At first, positive support may be hard to accept. Give yourself some grace and start slowly. Maybe one phone call to a dear friend to start. Or a text to a supportive family member, letting them in on your journey. As you begin to open up, you can expand your circle.

Spend Time Connected

Often, when we experience loss, we have the urge to disconnect and hide in our metaphorical (or sometimes literal) caves. While spending time alone and reflecting can be positive, too much of anything can be harmful. So, the next time you feel isolated, add something to your schedule that helps you feel connected. 

Connection can come in many forms. Maybe it’s with people, music, animals, plants, or nature. If you’re having a hard time thinking about what connection looks like to you, take some time to answer the following questions:

  • What did my loved one and I enjoy doing together?
  • Is there a way I can still do this in their honor?
  • What makes me feel alive?
  • What makes me feel in flow with the world around me? 
  • What did I enjoy doing as a child?
  • Who do I enjoy spending my time with?

Keep a list of ideas to stay connected, and the next time you’re looking for a way to honor your loved one, or if you’re having a low day, turn to this list to find something that will help you not feel so alone.

Initiate New Rituals

The rituals we shared with our loved ones can be some of the things we miss the most. While it’s great if you want to continue these rituals, it’s also okay to initiate new habits that help you heal AND honor your loved one.

New rituals may not always feel easy at first, so remember to be gentle with yourself. If you choose to start a daily walk to honor your loved one, don’t be surprised if there are days you spend the walk crying your eyes out. It’s okay.

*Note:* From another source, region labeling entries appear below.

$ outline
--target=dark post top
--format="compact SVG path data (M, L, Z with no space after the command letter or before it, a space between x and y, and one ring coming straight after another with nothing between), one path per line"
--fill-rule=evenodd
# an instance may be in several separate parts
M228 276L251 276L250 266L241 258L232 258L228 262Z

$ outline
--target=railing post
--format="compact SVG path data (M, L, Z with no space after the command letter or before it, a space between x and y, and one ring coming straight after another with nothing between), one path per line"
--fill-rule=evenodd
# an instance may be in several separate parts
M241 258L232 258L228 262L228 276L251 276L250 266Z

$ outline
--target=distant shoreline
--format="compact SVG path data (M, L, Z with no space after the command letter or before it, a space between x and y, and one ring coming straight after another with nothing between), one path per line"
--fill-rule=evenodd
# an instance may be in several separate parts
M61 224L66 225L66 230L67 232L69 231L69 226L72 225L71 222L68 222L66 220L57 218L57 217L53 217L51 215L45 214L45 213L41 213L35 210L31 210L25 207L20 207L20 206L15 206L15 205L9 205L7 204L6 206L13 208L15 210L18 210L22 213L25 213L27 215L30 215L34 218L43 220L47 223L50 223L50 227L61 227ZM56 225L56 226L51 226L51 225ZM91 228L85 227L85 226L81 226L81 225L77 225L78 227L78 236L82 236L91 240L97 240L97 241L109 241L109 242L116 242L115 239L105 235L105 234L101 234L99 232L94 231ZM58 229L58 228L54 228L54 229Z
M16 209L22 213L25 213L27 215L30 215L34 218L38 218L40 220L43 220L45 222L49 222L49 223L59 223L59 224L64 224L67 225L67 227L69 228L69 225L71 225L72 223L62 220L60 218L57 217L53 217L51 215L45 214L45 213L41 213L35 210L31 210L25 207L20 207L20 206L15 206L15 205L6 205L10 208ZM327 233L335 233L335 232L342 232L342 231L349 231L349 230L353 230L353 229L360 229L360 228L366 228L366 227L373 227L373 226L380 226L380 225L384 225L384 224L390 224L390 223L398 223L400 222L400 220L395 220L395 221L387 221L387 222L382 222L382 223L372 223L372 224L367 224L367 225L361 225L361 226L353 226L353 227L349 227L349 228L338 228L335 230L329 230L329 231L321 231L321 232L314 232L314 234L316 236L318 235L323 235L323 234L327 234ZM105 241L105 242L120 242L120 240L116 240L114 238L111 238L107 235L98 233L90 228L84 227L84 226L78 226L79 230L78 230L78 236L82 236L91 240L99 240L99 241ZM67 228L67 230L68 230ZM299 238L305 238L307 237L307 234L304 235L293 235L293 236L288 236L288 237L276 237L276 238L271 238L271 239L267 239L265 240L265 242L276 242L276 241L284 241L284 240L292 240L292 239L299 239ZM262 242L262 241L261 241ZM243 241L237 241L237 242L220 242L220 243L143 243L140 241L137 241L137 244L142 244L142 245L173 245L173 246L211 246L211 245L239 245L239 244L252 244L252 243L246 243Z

Just remember to breathe through the discomfort of a new healthy ritual, and know that doing something for yourself is a way of celebrating their remarkable life.

If you want some ideas to try, consider these:

  • Walk daily to connect with and maybe even talk to your loved one
  • Cook a home-cooked meal once a week
  • Go to their favorite park when you miss them
  • Get outside at sunrise and/or sunset
  • Cheers to their life as you drink a glass of water every morning
  • Stop to smell the flowers on their behalf
  • Set aside time to write down what you learn every week
  • Write three things you’re grateful for every day
  • Meditate every day
  • Volunteer every week
  • Grow and nurture a garden
  • Commit to and spend time every week on a new hobby
  • Write to your loved one on their birthday
  • Buy yourself flowers or a special gift for your birthday
  • Journal your progress every day, week, month, or year

As you try these new rituals, consider how they make you feel and keep the ones that work for you. Spend more time doing the things that feel right and honor your loved one and less on things that bring you down and make you feel isolated.

Remember, you’re not alone.

Sometimes, one step forward in your journey can feel like two steps back, and sometimes, we need to lean on others for support. Creating a new normal when you’ve lost someone you care about can be scary and intimidating, even impossible. But you can do it. Take things one day at a time, practice self-care, use your support system, and put one foot in front of the other.